The hymns, they are a-changin'
St. James Episcopal Church offers Mass featuring Bob Dylan songs
  • The music of Bob Dylan will be featured at today's 5 p.m. Mass at St. James Episcopal Church, 119 N. Duke St.

By DAVID O'CONNOR
Lancaster
Published Feb 20, 2010 00:01

He's been a figure in popular music for five decades — and more than that, is "always one step ahead" of the curve.

So, the Rev. David Warner Peck said, he and others at downtown Lancaster's St. James Episcopal Church got to thinking, why not a service that features the music of Bob Dylan?

"We've created boxes and walls and separations in our music" between the mass-market popular and the sacred, divisions "that didn't exist 100 years ago, let alone 500 years ago," Peck said Friday.

So at 5 p.m. today, the church at 119 N. Duke St. will hold a Mass featuring the artist whose songs chronicled the turbulent 1960s and spoke for a generation.

The service will include the Dylan songs "Gotta Serve Somebody," "Knockin' on Heaven's Door," "A Hard Rain's A-Gonna Fall," "Death Is Not the End" and "Beyond the Horizon."

Dylan, born Robert Zimmerman, has music that perfectly fits into the message of a Mass, said Peck, who's been St. James' rector since late 2008.

"If you keep looking at the music he's playing, it's more and more subtle, but also more and more profoundly spiritual," Peck said.

The songs in today's Mass, the rector said, are a mix of Dylan's "classic hits and also a couple of his lesser-known contemporary pieces, songs from his last couple of albums that are quite beautiful."

Dylan grew up in the Jewish faith, but made a much-chronicled conversion to evangelical Christianity some 30 years ago, but also has shown more recent signs of returning to his Jewish roots.

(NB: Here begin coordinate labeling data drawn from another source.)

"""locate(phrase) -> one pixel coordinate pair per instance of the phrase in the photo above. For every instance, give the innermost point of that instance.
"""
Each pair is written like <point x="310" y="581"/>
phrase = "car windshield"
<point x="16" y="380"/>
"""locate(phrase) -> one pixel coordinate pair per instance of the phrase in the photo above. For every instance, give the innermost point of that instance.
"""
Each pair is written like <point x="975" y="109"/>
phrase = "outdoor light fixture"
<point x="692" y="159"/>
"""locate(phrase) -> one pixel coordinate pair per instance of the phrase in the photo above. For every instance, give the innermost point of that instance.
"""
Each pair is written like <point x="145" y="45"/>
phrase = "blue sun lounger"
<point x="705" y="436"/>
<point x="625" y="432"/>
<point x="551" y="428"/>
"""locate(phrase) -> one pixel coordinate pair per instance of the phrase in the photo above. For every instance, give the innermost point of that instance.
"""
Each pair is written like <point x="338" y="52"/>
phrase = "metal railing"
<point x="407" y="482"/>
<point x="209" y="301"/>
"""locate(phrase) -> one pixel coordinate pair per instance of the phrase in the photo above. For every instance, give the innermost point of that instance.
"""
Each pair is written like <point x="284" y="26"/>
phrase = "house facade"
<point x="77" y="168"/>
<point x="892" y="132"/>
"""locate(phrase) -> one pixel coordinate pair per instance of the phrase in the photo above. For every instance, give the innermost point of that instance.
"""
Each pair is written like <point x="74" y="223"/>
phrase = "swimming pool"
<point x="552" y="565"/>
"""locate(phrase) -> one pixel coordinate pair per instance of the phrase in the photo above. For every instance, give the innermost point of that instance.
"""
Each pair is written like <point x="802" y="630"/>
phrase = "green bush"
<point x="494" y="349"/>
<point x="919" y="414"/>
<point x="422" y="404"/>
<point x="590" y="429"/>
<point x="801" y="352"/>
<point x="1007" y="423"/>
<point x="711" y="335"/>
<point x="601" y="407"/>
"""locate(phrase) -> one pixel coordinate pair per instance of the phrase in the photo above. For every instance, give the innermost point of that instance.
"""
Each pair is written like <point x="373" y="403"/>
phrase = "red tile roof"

As a critic wrote in a review of a 2009 Dylan Christmas album, "He never fails to keep us guessing."

The idea for a "Dylan Mass" began "when 'Gotta Serve Somebody' popped into our minds" as one they might perform in a service, Peck recalled.

"Then, we started thinking about doing a whole Mass around Dylan's songs … his own spiritual journey has taken him in and out of Christianity and Judaism for the last 40 years or so."

Dylan, the rector added, has always been able to "name the things that were wrong with the world, and that passionate critical perspective is a theological one."

Many people of a certain age will remember the criticism Dylan took in the mid-1960s for "going electric" — supposedly straying from his folk-music roots to play electric guitar.

Peck remembered what someone in the crowd at a 1966 Dylan concert at Free Trade Hall in Manchester, England, yelled during a quiet moment in between songs: "Judas!"

Dylan songs such as "Blowin' in the Wind" and "The Times They Are a-Changin' " became anthems for the civil rights and Vietnam anti-war movements of the 1960s.

Dylan, in 2005, came to Lancaster to play a concert with Willie Nelson at Clipper Magazine Stadium, and has toured with a virtual who's-who of popular rock performers.

The 68-year-old Dylan is in the Rock and Roll Hall of Fame, and the Pulitzer Prize jury in 2008 awarded him a special citation for what it called his profound impact on popular music and American culture.

St. James is considering plans for other popular/church music crossovers, Peck said.

They include a Mass featuring Johnny Cash music, and a "U2-charist," featuring U2 music, in a musical collaboration with another downtown church, he said.